In the visitor response area that we designed, we asked visitors to comment on which scents reminded them of home (referencing El Masri’s quote), or to comment on how the legacy of Orientalism continues to affect them or their loved ones. We received thousands of responses and completed an evaluation after the exhibition closed. Although we coded for content that could help us determine if we had met our visitor experience goals (could visitors disentangle fact and fiction?), we also coded in a way that was more humanity-forward. According to our analysis, almost 30 percent of visitor responses referenced a memory they had or were reflective in some fashion. A quarter felt joy, while almost 10 percent felt sadness and 8 percent felt angry. The range of emotional responses, and the fact that a third of respondents had shared their own personal memories and reflections felt like success to us in terms of helping visitors connect to their own humanity.

Two women, on the left, smiling and looking at, on the right, a framed picture hanging on the wall from Maurice Sendak’s book Where the Wild Things Are. On the wall to the left of the framed picture is a label with text that accompanies that picture in the book. In the background, more framed pictures with book text to the left of them are on the wall, and two additional blurred people are looking at one of those pictures.
Fig. 3. Denver Art Museum visitors viewing original illustrations, with accompanying text on the wall, from the book Where the Wild Things Are in Wild Things: The Art of Maurice Sendak.

Memory and nostalgia also played an important role in the DAM’s 2024–2025 exhibition Wild Things: The Art of Maurice Sendak. It featured some 450 original artworks by the beloved children’s book author-illustrator—including those from his most famous book, Where the Wild Things Are, spread across the walls with their accompanying words, as the show’s centerpiece (fig. 3). Our key interpretive strategy for Wild Things was to let the artist himself—through large- and small-scale text, and through his own voice on videos and in the audio tour—tell stories about his life and his art. About two-thirds of the way through the show, we stocked a reading room with Sendak titles and blank notebooks where we invited visitors to “Share your Sendak story, your Maurice memory, your Wild Thing wistfulness.” Over the show’s four-month run, visitors of all ages (many of them volunteered how old they were) filled 37 notebooks with responses that revealed how incredibly impactful it was to see Sendak’s original artworks, and how these familiar images and stories were a catalyst for human feelings of nostalgia, comfort, memory, and self-reflection, such as:

This art exhibit has shown me the beauty of humans and our different expressions of love and connection. I feel most emotional and touched by the short passages I am reading in [this notebook] and how we were all brought together by the art and stories of Sendak. After all, isn’t this the purpose of art, to bring others together through beauty, expression, connection, relation, and love? I had a great experience here and loved seeing Sendak’s work and hearing his stories. Also, I love my mom, and my sister who came here with me.

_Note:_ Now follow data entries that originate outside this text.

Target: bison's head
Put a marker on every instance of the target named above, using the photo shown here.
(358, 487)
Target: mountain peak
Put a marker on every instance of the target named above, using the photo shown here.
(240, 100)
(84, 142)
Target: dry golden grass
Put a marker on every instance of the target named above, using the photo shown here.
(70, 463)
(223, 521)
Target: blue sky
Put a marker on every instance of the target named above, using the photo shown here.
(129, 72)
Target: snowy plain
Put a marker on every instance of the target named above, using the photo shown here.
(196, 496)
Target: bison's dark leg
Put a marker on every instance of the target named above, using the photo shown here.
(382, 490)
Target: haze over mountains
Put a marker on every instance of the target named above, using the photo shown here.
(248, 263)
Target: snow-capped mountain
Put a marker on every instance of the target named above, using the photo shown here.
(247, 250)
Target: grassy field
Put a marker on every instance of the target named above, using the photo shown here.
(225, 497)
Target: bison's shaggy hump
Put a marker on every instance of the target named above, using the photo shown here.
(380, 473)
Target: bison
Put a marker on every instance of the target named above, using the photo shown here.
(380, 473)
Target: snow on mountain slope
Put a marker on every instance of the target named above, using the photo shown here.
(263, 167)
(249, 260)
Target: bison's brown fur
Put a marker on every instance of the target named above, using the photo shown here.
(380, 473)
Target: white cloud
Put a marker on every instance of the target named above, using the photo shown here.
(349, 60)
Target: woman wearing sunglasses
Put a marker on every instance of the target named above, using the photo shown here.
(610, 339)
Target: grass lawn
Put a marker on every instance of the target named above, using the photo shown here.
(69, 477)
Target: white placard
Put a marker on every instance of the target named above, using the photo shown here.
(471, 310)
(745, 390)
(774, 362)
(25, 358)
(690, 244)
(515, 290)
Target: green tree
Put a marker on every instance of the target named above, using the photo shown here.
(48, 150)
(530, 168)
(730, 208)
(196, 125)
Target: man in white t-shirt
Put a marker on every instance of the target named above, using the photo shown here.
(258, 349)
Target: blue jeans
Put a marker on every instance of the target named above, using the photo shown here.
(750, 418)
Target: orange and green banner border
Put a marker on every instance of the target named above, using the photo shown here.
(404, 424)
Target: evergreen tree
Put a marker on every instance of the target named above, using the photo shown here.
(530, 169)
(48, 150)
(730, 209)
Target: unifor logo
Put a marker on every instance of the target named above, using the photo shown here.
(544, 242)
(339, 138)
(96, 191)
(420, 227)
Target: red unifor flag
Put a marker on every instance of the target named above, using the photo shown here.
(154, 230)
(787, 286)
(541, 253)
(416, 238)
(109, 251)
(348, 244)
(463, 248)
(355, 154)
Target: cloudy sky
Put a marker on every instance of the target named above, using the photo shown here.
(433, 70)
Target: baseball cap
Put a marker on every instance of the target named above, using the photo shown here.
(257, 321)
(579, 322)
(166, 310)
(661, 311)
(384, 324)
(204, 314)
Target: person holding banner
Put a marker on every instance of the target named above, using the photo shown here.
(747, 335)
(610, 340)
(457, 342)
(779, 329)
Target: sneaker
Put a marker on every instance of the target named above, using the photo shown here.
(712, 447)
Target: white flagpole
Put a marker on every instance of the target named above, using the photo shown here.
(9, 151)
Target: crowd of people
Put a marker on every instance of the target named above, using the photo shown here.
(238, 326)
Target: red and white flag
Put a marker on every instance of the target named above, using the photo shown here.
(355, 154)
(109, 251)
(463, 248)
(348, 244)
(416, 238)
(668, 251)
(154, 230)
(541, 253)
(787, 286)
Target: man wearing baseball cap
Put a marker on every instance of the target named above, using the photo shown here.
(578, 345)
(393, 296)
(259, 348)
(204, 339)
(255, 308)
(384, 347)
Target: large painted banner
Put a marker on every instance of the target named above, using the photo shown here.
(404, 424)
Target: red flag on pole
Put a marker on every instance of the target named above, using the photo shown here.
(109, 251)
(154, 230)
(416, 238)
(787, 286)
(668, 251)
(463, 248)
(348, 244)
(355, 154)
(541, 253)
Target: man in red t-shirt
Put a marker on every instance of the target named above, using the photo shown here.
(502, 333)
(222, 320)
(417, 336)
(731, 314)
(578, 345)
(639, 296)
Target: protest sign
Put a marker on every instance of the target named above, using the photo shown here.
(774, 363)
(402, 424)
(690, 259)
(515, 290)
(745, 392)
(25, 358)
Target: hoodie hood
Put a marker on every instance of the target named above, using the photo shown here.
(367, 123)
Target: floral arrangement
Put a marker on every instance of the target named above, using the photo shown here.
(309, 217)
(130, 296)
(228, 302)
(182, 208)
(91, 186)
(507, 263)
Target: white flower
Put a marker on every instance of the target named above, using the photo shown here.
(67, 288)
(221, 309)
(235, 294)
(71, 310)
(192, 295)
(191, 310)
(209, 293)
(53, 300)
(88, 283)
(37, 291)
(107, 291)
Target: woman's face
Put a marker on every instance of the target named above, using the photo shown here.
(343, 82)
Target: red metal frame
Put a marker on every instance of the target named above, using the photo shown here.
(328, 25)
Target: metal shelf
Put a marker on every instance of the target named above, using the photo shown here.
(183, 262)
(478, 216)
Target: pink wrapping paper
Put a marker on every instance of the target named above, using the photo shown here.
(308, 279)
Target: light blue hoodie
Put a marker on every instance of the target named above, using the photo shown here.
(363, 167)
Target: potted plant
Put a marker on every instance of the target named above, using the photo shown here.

This visitor’s sister responded simply, “I cried a lot.”

Cultivating Imagination

Returning to Capps’s work for the New York Times Magazine, he writes, “As A.I. expands, for better or worse, we will start to see a form of creativity without craft.”[ix] Capps writes this in the context of a future in which AI will increasingly produce things, but humans will still be necessary to design them. AI can spit out products and offer us answers. But—for now at least—only humans have the capacity to imagine.

Maurice Sendak used art and storytelling to process and escape from traumas in his life, just as the characters he created use imagination as a tool to grapple with life’s challenges and childhood fears and frustrations. The exhibition and the book that inspired its title had a similarly cathartic effect on our visitors (fig. 4).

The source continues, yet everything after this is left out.